Костерок приветливо заговорил со мной. Какая радость: прийти на свет и тепло огня! Может, мы и пускаемся в походы, топчем мир, скитаемся, чтобы в конце концов прибиться к умиротворяющему костру, возле которого, куда бы ни отправился, тебе уютно. Я научил Алексу, как из веток сложить цельный шалаш, а сам пробежался по лесу, собирая свое. Когда мы справились, ночь уже клонила ко сну, мрак стянул сосны в сплошную стену. Кострище хорошо прогорело. Я завернул зайчатину в листья дикого хрена, обмазал глиной и засунул в жар. Тогда стал на плитняке толочь собранное — подсохшие грибы, корни, семена, орехи. Перемазал постным заячьим жиром и слепил два коржа. Положил их на жар сверху.
«Что это?» — удивленно спросил молодец.
«Толченики. Голодный лесной хлеб».
«Хлеб?»
«Моя мать говорила, что может из одной воды хлеб испечь. А здесь столько добра. Еще и крупицы земной соли…»

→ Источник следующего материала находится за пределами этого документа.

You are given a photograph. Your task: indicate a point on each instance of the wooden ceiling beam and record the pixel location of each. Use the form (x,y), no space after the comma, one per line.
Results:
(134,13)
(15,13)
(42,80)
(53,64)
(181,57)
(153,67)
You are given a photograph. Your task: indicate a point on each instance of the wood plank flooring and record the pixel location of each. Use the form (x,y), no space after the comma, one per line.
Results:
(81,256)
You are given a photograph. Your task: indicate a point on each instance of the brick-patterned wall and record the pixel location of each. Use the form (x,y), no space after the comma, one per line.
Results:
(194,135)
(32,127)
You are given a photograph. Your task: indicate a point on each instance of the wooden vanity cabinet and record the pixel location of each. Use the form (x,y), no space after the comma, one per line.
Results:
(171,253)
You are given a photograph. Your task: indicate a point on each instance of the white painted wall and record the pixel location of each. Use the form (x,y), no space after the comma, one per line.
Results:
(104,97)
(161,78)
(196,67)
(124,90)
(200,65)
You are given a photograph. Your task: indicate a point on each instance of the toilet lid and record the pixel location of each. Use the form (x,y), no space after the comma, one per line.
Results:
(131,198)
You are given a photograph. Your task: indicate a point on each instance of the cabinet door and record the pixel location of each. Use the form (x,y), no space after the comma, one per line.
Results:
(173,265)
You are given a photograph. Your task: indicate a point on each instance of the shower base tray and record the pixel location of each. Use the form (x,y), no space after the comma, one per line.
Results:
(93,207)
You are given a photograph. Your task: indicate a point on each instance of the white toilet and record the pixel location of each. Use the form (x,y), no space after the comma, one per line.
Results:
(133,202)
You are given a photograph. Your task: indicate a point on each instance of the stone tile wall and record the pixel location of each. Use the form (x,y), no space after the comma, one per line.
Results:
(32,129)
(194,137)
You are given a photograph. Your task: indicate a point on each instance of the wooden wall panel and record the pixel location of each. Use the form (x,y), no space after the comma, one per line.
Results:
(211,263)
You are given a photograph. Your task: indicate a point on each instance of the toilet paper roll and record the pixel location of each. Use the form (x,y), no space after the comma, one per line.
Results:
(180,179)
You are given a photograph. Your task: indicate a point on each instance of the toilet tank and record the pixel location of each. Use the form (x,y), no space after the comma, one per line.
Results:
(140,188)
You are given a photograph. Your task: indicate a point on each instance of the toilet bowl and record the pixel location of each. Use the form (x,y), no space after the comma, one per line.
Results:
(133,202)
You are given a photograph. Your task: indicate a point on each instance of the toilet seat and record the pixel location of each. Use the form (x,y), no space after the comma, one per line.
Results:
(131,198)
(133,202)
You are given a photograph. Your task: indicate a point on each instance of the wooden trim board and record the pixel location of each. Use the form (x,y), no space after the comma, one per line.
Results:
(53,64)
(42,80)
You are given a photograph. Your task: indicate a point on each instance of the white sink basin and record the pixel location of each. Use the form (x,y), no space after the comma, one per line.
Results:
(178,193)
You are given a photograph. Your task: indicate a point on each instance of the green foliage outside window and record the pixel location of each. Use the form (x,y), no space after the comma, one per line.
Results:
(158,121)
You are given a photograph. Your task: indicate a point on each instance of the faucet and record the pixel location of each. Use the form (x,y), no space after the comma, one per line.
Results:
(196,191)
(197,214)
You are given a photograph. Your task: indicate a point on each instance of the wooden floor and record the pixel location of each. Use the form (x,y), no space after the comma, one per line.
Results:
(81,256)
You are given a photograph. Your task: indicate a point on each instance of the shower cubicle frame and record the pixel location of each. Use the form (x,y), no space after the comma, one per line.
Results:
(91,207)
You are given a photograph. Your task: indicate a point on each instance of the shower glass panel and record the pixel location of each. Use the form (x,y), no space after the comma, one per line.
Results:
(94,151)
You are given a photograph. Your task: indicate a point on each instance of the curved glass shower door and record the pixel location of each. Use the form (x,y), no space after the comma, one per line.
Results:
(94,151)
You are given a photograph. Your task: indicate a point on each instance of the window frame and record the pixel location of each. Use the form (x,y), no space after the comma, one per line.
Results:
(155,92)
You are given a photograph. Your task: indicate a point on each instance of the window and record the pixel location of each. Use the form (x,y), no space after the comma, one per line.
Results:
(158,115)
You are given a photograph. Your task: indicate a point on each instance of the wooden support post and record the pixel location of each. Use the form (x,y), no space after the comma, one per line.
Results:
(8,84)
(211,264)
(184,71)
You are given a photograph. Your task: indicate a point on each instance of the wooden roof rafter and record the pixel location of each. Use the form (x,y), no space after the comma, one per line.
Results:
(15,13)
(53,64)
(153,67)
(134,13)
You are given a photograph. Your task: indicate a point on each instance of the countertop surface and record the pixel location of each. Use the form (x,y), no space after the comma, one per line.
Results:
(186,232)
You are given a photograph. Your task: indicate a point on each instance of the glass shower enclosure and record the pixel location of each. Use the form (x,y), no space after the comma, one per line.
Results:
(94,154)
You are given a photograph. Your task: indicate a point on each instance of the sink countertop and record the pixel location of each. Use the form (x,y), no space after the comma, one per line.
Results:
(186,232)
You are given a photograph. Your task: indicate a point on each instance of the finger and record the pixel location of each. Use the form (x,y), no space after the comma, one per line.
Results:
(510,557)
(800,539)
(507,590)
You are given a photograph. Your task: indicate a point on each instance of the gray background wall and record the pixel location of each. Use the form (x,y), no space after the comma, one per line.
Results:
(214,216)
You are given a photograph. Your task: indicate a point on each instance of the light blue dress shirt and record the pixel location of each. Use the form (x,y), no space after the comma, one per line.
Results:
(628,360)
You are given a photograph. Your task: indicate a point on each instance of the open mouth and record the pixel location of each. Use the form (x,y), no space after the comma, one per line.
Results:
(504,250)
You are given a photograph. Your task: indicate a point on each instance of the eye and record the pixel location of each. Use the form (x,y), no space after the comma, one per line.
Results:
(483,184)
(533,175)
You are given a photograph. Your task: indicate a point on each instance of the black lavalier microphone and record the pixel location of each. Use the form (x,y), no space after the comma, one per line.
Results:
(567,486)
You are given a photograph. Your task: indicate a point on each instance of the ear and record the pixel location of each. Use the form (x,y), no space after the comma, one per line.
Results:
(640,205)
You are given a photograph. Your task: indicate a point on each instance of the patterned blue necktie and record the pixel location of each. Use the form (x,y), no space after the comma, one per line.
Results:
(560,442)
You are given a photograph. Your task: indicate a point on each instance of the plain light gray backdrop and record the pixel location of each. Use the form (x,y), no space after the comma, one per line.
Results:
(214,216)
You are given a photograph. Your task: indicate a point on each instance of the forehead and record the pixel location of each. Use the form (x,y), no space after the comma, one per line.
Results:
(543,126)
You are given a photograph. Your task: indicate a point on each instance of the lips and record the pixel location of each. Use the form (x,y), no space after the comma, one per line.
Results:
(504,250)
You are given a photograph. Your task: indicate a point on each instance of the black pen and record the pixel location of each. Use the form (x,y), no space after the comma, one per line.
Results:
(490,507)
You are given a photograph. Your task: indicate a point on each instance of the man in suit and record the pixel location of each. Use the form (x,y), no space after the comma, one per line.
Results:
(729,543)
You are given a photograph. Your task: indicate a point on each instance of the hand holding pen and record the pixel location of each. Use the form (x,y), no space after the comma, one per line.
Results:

Сквозь глиняный кожух пробился соблазнительный запах жаркого.
«Прими теплое блюдо», — попросил я испробовать.
«Как вы добыли зайцев?» — светились любопытством глаза Алексы.
«Марковций добыл».
«А кто его научил?»
«Я».
«А вас кто?»
«О, это длинная история, парень…»
Мы наелись, как паны, и легли. Под зеленый шатер настелили папоротник, под голову положили буркунцы, попонами служили нам гуни. Летом и ива греет. Вокруг шалаша я растряс цветы зелья, что отгоняет гадин, — как раз было время их свадьб. Натруженный за долгий день Алекса сразу заснул рядышком. А мой сон запекся. Издалека из прошлого все наваливалось бледное марево: будто из воды, со дна речного, прогретого солнечными лучами, улыбалось мне заросшее, обветренное лицо молчаливого человека. С глазами, полными света.
Затесь двадцать пятая
Дерево-приблуда
…И рыбы по реке шли за нами.
Аки впрягся я в эту повесть, то должен сказать хотя бы два слова о том непостижимом человеке, который приходился мне отцом, а заодно и открывателем водных глубин и земных пущ. И будут те слова весьма терпкими. Как его планида.
«Приблудным деревом» называла его мать. То есть — принесенным водой, ибо так он и прибился к нашему берегу. Дед именовал его «пропащим бродяжником», махнув рукой на способ жизни зятя. «Святым варваром» называл его законник Аввакум, и только потом я понял, в чем та варварская метка. И только единственный его верный друг-пьяница Петр Павел считал его «умиротворяющей душой». Правда, что касается его самого, то никто не знал, что у него стояло первее — имя или фамилия. Петром был или Павлом. И он, наверное, и сам того не знал и, подписываясь, клал на всякий случай два креста. Так надежнее.
Отец. Как ныне предо мною ореховое его обличье, твердое, побитое оспой, иссеченное морщинами, обожженное солнцем — от этого удивительно светлое и кроткое. И голос тихий, шепотком, словно боялся кого-то разбудить. Да и то, когда не забывал говорить. Но больше молчал, слушал. Мир и себя.